Now 64, she was born in Honduras. She came here as a child, and now teaches Spanish in her home. One chapter tells how she and her husband searched for the birth mother of a foster child who’d been adopted from Honduras as an infant.
That foster daughter was an adult when she asked them to help search for her roots. They couldn’t find the birth mother, but 22 years after that child first came to their home they are still in touch with her.
They have seen successes among kids who stayed with them. “I’d drive them to school,” said Don Irvine, 67, who is retired from the now-closed Bayliner boat-building plant in Arlington. “Eight kids graduated from high school and three went to college.”
Some foster children wreaked havoc in their home, where the Irvines also raised their own three kids.
One chapter describes a defiant 10-year-old who had victimized his siblings. In their home, he was often caught kicking their dog and harming their cat. Irvine felt sorry for him. “His only way of showing his emotions was to have a behavior of hurting animals,” she said.
Another boy, a 4-year-old, started a fire in their home, they said.
In recent years, they have housed hard-to-place teenagers.
Calling her last chapter “kind of dramatic,” Irvine recalled a 15-year-old girl who was to stay only one night before going to a group home. Irvine wrote that when they got up the next morning, a family car and the teen were gone. The girl was arrested in south King County. Driving Irvine’s SUV, she had been chased by police and hit several cars.
Irvine said the teen’s mother had died a month before of a drug overdose. “Kids do all this stuff because of what they’ve gone through,” she said.
The Irvines, who made 16 family trips to Disneyland and included their foster kids, said they have tried to do something special for each child.
West, the DSHS spokeswoman, said Washington has about 5,000 licensed foster homes, and roughly 9,200 children in care out of their own homes. Many are with relatives who aren’t licensed foster parents. “The need is great, especially for homes that can care for sibling groups, older youth, and children with health and behavioral challenges,” West said.
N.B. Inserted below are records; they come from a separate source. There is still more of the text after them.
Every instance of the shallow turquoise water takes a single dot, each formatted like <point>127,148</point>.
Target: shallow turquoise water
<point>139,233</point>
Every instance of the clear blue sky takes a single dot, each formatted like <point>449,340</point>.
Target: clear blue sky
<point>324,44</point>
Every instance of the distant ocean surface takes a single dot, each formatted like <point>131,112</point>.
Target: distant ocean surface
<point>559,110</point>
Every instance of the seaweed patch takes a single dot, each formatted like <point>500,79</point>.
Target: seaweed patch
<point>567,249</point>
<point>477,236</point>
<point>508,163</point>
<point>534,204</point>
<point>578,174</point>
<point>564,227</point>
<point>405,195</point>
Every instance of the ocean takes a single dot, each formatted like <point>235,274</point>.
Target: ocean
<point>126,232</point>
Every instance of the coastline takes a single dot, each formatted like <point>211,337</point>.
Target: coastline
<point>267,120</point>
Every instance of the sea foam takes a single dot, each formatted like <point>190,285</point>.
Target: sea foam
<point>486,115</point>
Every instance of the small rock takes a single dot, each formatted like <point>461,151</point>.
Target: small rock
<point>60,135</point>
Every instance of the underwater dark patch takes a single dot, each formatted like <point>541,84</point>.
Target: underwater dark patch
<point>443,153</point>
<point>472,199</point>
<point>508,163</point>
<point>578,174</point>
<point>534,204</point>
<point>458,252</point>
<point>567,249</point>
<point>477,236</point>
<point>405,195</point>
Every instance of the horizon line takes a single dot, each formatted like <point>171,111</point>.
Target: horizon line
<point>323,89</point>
The Irvines have cared for kids from Pasco and beyond. They supported several young people into adulthood. Along with training, a foster parent must undergo a home inspection and background check. The state provides reimbursements to help with costs.
“You don’t do it for the money,” Sylvia Irvine said. “They have a lot of problems and issues. You’ve got to have a lot of patience.”
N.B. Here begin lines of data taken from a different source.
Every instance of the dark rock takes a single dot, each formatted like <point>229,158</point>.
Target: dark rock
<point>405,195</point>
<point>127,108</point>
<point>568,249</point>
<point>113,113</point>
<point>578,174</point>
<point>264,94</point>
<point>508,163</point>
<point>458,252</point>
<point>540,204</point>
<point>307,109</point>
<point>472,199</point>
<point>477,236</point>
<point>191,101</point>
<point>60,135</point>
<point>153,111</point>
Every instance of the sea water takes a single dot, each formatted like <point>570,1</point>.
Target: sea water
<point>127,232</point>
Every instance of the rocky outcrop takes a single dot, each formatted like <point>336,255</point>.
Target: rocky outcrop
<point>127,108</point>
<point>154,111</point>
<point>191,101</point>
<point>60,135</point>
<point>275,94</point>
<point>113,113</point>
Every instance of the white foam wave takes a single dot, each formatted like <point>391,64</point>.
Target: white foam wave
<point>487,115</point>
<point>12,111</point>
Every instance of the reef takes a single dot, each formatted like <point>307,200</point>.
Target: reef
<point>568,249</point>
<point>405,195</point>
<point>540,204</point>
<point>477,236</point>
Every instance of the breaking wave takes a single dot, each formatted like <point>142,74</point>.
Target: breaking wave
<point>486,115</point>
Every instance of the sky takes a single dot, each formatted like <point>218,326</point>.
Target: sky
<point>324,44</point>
One foster daughter, who returned to them several times, had a baby at 15, and kept her child. Another foster child had ties to a gang. After they reported one runaway, Irvine recalled, a Lake Stevens police officer suggested they stop taking in kids — and that kids are getting worse.
“You can’t give up on these kids who need you,” she said. “We didn’t give up. They were part of the family the minute they walked in the door.”